Amy Gallagher is living the writer’s life. No, not the one you see in the movies, where a dreamy-eyed woman wearing a crisp white blouse is tucked into a garret on a quiet fall day, a steaming cup of tea at her side, peacefully typing the orderly words that spill from her wise, thoughtful soul. (For one thing, real writers don’t use that many adjectives in one sentence.)
Amy is living a real writer’s life – toiling in anonymity as an adjunct faculty member at a small Ohio college by day, accumulating rejection slips during her off hours. A compulsive list-maker, Amy is trying to make sense of her vocational and relational dead ends in Bethany Pierce’s second novel, Amy Inspired (Bethany House, 2010). The cast of characters in Amy’s very believable world (a fundie mom, a socially-awkward office mate, a free-spirit roommate and best friend, a guy who lands on their couch due to a bedbug infestation in his old apartment) each gently tug her out of her rut and toward the kind of risk she’s carefully avoided all of her life.
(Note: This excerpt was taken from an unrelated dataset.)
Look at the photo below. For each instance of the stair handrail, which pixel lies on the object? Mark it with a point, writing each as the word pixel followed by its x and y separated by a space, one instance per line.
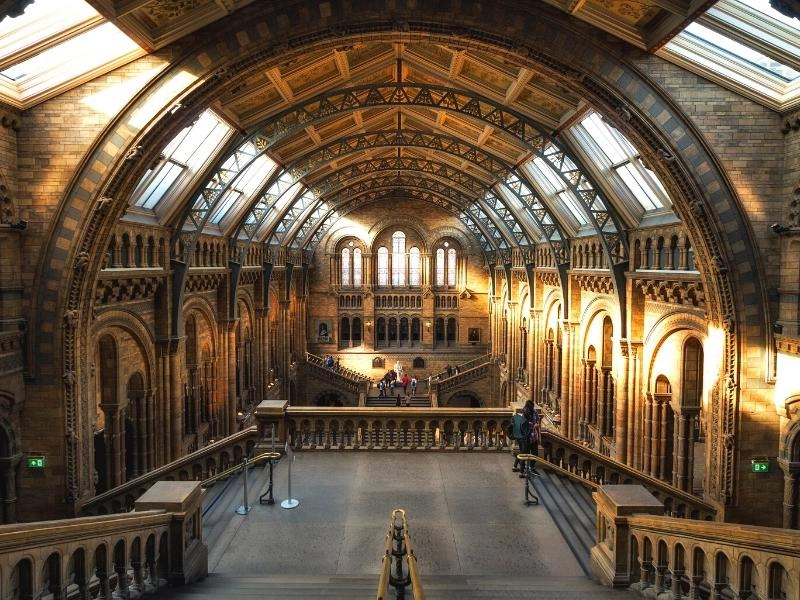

As Amy’s layers of self-protection are peeled away, she is able to make an honest assessment of herself:
Childhood was the kernel around which my adult self had been collaged. To age was not to mature but to accumulate. Achievements, expectations, experiences, disappointments – badges applied thin and too early lacquered in place, a mishmash of cheap decoupage. But under the miscellany – the adult I had made of myself – the original self would not be suppressed; she was as close and immutable and necessary as the muscle beating resolutely within my chest. And she wanted the same thing, always…
I liked Pierce’s writing, and the world she created for Amy to inhabit. And if you enjoy contemporary fiction that is as much journey to self-discovery as it is love story, you’ll enjoy Amy Inspired.
*Bethany House provided me with a review copy of this book.